‘Holiday blues’ is a real disorder and not a myth

Don’t dismiss those ‘bad feelings’

Merdies Hayes | 12/6/2019, midnight
Whether you call them the “holiday blues,” “Christmas blues”or the more clinical..

Whether you call them the “holiday blues,” “Christmas blues”or the more clinical term “Seasonal Affective Disorder” (SAD), onset depression and anxiety this time of year is very real thing that strikes your loved ones, friends, coworkers...and maybe yourself.

There are many factors that can cause the depressed, stressed, fatigued, down-and-out dreaded bad feelings that many people experience over the holidays. In order to effectively resolve yourself to overcome the holiday blues, the American Psychological Association (APA) attests that you need to know how this unwanted feeling affects you.

Limited data but clear evidence

The holiday blues are a real phenomenon likely to have different effects than you might think. While data is limited, there is some evidence about the causes and consequences of the issue. For starters, there is solid evidence that—despite long-held beliefs and often erroneous media coverage—the suicide rate in the United States does not spike around this time of year. The U.S. Center for Health Statistics reports that the suicide rate is highest between April and August. The months of November, December and January actually have the lowest daily suicide rates.

The low rate of suicides don’t necessarily mean that the holiday blues aren’t a real phenomenon. While there are no systematic reviews about the increase of mental health problems around the holidays there are findings from a variety surveys that suggest people feel more stress, anxiety and depression in the period between Thanksgiving Day and New Years Day.

For instance, the APA in 2017 conducted a wide-ranging survey and uncovered some interesting—and unexpected—facts about the holiday blues:

—While the majority of people in the survey reported feelings of happiness, love and high spirits during the holidays, those emotions were often accompanied by feelings of fatigue, stress, irritability, bloating and sadness;

—Thirty-eight percent of people surveyed said their stress level increased during the holiday season. Participants listed the top stressors (lack of time, lack of money, commercialism, the pressures of gift-giving, and family gatherings);

—Fifty-six percent of respondents reported they experienced the most amount of stress at work during the holidays. Only 29 percent said they experienced greater amounts of stress at home.

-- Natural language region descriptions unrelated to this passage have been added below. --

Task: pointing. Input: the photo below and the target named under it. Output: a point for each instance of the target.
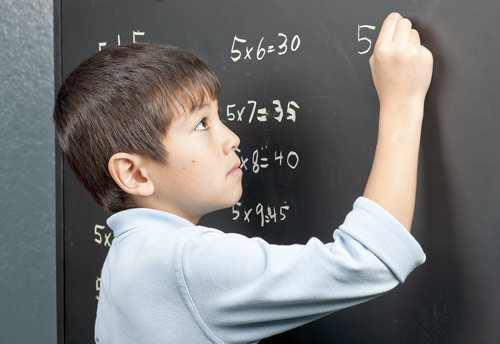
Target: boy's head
(123, 100)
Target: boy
(139, 126)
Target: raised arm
(402, 70)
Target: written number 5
(370, 27)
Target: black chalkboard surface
(297, 90)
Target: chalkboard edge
(59, 182)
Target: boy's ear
(129, 174)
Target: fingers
(386, 34)
(398, 30)
(414, 37)
(402, 31)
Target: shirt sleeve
(242, 289)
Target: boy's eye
(203, 125)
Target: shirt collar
(126, 220)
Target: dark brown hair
(123, 99)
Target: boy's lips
(235, 170)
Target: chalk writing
(241, 49)
(264, 214)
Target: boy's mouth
(235, 170)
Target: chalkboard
(297, 89)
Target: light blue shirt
(166, 280)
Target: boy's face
(202, 173)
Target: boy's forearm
(393, 178)
(402, 70)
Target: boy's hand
(401, 67)
(402, 71)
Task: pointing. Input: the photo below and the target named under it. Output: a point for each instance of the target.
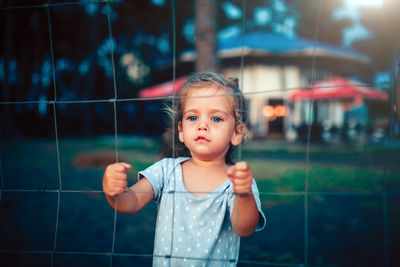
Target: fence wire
(53, 103)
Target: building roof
(265, 43)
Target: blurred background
(84, 83)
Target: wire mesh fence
(295, 234)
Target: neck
(209, 163)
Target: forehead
(220, 97)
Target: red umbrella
(337, 88)
(163, 89)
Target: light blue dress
(193, 230)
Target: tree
(206, 35)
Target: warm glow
(365, 2)
(273, 112)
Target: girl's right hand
(115, 178)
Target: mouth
(202, 139)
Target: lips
(202, 139)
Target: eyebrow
(211, 111)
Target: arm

Financial stress can be a factor

Another poll from 2017, this one from Principal Financial Group and spanning more than 1,000 adults, found that 53 percent of people experience financial stress because of holiday spending, despite the fact that more than half of respondents had made it a point to set budgets for their shopping.

While there is no one universal solution—since what is depressing or stressful for one person may not be for someone else—you should know that the individual person may have deep-seated feelings that they’ve been carrying around for many, many years. First of all, pay attention to your specific issues and situation. The holiday blues are so obvious that people tend to either focus on “how bad” they are feeling or place the focus on avoiding the “bad feelings.” Unfortunately, neither tactic us usually helpful in resolving the issues, and could make things worse.